2] Cutting VAT on road fuel would be illegal under EU Law, according to the Tories’ rebuttal this morning. They claim that the EU Directive on VAT states: ‘Member states may apply either one or two reduced rates. The reduced rates shall apply only to supplies of goods or services in the categories set out in Annex III’.
Annex III does not list road fuel, I’m told by one Tory source. Other amending articles do not permit a reduced rate to be applied to transport fuel (OJEU council directive 2006/112/EC of 28 November 2006 on the common system of value added tax, Article 98 and Annex III). There is a link here for those who are particularly interested.

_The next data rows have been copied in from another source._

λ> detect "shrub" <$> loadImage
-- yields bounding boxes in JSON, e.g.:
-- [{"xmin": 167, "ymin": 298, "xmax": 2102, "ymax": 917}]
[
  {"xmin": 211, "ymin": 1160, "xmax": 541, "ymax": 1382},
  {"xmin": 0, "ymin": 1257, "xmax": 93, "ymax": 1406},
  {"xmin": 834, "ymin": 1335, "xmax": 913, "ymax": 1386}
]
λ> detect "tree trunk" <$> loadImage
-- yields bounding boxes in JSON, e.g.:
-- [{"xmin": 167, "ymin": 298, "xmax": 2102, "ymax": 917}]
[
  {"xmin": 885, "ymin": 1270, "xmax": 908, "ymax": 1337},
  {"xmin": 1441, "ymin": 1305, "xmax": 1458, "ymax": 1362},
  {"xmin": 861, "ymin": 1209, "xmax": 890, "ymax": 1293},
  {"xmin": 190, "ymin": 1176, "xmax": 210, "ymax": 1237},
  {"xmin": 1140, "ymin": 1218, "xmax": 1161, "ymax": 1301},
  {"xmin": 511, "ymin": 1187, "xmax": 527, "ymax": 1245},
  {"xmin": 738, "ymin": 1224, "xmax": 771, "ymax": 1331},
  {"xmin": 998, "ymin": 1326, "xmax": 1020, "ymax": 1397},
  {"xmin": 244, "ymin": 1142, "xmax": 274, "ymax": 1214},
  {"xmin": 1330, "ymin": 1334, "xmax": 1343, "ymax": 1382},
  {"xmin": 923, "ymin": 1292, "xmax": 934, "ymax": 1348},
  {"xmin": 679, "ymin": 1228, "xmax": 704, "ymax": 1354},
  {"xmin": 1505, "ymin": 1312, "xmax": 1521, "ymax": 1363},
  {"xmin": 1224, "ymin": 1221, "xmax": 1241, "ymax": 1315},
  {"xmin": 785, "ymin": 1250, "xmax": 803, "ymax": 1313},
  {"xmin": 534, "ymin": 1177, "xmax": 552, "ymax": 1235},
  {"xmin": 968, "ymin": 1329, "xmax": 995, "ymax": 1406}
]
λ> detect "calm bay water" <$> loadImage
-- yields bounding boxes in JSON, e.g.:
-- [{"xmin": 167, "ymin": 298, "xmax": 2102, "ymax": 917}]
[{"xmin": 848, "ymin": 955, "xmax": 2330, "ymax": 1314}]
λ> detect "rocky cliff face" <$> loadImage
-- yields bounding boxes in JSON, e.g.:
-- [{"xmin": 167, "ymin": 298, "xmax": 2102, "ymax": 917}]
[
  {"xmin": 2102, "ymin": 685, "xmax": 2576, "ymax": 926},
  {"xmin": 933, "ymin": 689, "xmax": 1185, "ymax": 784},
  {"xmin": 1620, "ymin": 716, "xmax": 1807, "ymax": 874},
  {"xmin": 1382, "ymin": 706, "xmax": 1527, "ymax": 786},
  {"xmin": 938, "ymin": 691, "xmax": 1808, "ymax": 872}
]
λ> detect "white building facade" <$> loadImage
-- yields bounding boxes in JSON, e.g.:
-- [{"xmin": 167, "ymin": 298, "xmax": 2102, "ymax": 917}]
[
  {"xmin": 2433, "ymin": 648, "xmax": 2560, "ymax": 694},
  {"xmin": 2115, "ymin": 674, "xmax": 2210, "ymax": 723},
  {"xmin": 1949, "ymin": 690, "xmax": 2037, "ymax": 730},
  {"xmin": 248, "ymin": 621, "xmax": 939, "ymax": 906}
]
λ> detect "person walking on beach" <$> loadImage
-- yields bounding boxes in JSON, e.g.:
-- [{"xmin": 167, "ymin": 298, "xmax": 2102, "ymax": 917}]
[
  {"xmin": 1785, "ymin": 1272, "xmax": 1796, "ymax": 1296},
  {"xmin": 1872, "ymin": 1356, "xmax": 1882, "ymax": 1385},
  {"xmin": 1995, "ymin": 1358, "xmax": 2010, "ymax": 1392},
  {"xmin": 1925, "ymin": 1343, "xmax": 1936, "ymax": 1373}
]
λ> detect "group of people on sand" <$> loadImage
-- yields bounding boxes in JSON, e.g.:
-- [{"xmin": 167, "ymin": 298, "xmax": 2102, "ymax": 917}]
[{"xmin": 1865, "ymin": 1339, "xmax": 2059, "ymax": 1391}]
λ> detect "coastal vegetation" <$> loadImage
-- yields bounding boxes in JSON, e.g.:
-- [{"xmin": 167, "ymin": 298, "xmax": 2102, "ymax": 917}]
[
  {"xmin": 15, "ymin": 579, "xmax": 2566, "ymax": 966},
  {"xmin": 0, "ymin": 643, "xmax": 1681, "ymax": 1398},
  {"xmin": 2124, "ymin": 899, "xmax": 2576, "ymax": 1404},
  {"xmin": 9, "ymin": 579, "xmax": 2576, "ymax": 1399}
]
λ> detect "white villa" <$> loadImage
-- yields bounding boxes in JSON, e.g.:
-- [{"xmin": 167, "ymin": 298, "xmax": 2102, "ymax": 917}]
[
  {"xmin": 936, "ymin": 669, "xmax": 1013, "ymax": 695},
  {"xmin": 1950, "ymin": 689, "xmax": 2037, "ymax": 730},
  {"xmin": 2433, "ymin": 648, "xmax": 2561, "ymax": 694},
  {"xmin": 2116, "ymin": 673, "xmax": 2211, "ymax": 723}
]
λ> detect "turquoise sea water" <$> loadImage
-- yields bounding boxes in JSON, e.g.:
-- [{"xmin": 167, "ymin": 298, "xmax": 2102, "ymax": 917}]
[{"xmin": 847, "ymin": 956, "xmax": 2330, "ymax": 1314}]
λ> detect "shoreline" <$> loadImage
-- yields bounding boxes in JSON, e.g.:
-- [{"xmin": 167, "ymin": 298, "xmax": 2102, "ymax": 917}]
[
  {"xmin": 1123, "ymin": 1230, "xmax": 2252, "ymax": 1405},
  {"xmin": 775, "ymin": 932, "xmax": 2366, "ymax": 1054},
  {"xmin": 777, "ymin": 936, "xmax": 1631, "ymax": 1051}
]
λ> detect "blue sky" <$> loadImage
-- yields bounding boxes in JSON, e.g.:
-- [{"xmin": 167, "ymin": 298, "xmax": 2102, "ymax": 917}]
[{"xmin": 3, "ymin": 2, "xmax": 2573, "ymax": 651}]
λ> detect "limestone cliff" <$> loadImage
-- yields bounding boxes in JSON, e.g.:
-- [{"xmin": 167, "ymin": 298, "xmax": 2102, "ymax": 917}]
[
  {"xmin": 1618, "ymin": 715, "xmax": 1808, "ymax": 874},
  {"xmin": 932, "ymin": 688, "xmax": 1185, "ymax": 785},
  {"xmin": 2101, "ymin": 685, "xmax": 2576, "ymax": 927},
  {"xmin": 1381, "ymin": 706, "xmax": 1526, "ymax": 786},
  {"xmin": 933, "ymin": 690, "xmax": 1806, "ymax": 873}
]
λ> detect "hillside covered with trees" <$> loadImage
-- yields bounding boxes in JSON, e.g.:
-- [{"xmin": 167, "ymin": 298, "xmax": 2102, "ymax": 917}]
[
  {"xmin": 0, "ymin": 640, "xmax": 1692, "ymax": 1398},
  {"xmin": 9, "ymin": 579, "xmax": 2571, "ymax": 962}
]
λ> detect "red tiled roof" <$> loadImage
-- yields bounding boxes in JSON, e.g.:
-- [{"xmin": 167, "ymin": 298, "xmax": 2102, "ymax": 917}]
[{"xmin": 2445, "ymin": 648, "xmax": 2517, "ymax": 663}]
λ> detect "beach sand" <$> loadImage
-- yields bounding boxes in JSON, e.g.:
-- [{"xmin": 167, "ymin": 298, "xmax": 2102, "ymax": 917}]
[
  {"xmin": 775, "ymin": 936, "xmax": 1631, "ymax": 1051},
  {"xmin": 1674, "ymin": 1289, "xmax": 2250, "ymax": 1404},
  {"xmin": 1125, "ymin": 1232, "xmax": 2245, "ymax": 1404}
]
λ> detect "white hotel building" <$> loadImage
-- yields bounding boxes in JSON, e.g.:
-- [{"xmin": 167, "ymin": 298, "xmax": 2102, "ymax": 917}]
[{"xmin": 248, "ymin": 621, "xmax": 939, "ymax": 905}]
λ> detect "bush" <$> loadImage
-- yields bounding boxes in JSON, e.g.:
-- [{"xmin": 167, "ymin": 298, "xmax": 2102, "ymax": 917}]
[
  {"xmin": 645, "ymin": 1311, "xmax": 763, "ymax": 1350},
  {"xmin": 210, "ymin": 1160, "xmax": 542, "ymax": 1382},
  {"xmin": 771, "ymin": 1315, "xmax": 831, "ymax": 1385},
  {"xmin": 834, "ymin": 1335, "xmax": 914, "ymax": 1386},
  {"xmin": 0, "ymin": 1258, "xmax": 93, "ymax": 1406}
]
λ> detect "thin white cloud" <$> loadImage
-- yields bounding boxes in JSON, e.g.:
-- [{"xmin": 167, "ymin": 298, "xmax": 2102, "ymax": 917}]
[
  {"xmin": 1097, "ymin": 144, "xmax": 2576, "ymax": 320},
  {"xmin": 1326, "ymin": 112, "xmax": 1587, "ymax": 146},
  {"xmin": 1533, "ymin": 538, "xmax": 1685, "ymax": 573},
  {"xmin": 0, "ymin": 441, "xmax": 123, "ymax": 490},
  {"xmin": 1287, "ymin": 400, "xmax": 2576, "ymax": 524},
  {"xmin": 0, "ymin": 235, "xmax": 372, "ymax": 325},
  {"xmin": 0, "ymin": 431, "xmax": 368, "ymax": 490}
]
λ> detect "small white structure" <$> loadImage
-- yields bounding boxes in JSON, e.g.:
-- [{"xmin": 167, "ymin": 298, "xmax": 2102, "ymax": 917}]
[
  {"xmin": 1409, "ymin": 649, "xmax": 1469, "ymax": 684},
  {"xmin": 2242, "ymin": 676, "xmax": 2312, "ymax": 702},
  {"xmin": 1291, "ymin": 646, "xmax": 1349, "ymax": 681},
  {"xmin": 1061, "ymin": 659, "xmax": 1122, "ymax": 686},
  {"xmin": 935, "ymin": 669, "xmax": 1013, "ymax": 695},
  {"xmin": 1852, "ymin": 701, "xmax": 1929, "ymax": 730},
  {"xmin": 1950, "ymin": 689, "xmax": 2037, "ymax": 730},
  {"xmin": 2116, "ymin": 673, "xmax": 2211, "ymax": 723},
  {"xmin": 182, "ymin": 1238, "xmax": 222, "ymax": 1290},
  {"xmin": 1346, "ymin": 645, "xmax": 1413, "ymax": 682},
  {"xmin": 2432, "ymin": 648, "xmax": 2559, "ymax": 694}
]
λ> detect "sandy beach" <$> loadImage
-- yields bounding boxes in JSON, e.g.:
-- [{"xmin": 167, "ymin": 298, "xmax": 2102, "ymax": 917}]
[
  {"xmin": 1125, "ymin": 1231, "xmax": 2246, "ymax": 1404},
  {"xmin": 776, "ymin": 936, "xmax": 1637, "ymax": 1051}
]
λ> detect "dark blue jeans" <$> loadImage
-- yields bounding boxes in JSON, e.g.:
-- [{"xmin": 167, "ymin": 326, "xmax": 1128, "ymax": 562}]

UPDATE at 12.20pm: Ed Balls told this morning’s Labour press conference that there is an example of it happening before – in 1994. He also pointed out that Danny Alexander is seeking a derogation from the EU (over fuel duty) for the most remote highland areas.
But John Whiting, of the Chartered Institute of Taxation, tells me that at present there are not many derogations granted by the EU. They include Austria (for some communes), Portugal (for the island of Madeira) and Cyprus (for canisters of gas). In Britain there are only a few exemptions; domestic fuel, nicotine patches and women’s sanitary products.
Nationally cutting VAT on a less esoteric product such as petrol could be tricky. “It might be a bit difficult for petrol per se because I presume that Cyprus, for example, has a particular reason for that exemption,” Whiting tells me.
FURTHER UPDATE: Nick Robinson has the best summary of today’s rather exhausting Tory vs Labour debate over cuts and spending – pointing out that it suits Ed Balls to provide little detail of what his party would actually do in power.